Physical and Thermal Stability of Spray-Dried Swiss Cheese Bioaroma Powder
2015
Gomes da Costa, Joyce Maria | Silva, Eric Keven | Toledo Hijo, Ariel Antonio Campos | Azevedo, Viviane Machado | Borges, Soraia Vilela
The effect of water content on the glass transition temperature of Swiss cheese bioaroma microencapsulated with a spray dryer was determined using differential scanning calorimetry (DSC) while mass loss was determined by thermogravimetric analysis (TGA). The sorption isotherm behavior was assessed at 15–45°C. Data were fitted with different sorption models.
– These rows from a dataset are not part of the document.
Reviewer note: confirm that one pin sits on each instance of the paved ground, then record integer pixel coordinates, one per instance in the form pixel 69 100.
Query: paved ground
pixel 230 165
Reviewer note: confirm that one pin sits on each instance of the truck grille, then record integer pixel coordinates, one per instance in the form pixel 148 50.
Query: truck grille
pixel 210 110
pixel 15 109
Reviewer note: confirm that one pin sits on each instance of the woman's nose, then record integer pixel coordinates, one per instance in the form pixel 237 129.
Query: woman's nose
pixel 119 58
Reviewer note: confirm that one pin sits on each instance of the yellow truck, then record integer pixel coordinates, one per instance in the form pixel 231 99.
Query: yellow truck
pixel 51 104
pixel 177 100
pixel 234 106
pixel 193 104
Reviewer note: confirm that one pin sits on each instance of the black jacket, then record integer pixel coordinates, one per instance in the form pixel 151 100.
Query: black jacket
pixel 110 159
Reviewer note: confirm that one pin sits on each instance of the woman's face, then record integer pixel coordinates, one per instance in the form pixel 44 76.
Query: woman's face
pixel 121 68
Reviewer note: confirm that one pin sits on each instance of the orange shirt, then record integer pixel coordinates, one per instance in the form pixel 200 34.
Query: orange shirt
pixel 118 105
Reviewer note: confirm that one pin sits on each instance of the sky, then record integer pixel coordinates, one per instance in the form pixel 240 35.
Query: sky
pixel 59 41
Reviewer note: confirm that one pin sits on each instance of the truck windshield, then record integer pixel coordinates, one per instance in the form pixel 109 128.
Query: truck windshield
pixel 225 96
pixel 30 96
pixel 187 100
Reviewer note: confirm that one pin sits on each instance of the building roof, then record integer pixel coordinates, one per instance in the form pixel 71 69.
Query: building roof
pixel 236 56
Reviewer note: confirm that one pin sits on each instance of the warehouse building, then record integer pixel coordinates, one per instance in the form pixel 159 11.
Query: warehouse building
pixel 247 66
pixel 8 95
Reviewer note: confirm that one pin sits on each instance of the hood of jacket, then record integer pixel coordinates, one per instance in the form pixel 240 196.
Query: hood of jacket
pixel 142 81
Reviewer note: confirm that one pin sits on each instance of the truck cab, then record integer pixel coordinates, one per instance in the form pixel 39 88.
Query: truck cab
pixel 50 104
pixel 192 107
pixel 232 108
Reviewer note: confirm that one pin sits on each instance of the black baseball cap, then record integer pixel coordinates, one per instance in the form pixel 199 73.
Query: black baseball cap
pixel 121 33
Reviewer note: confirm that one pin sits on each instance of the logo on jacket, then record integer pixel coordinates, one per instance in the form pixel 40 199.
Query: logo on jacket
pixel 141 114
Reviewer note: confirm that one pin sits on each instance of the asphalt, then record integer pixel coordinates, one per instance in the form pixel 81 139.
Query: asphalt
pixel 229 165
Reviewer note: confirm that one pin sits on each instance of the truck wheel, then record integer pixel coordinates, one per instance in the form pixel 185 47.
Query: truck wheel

The bioaroma microparticles were produced via spray drying in a matrix with a 1:1 ratio (w/w) of maltodextrin 20DE and modified corn starch (Capsul). The isotherms displayed Type II behavior, and the best fit was obtained by the Guggenheim–Anderson–de Boer (GAB) model (coefficient of determination R² ≥ 0.98). The DSC analysis showed that the increased equilibrium moisture content caused a significant reduction in the T g of the microparticles. The samples stored at intermediate humidity showed thermal stability and the samples with equilibrium moisture content of 17.92% showed a lower mass loss.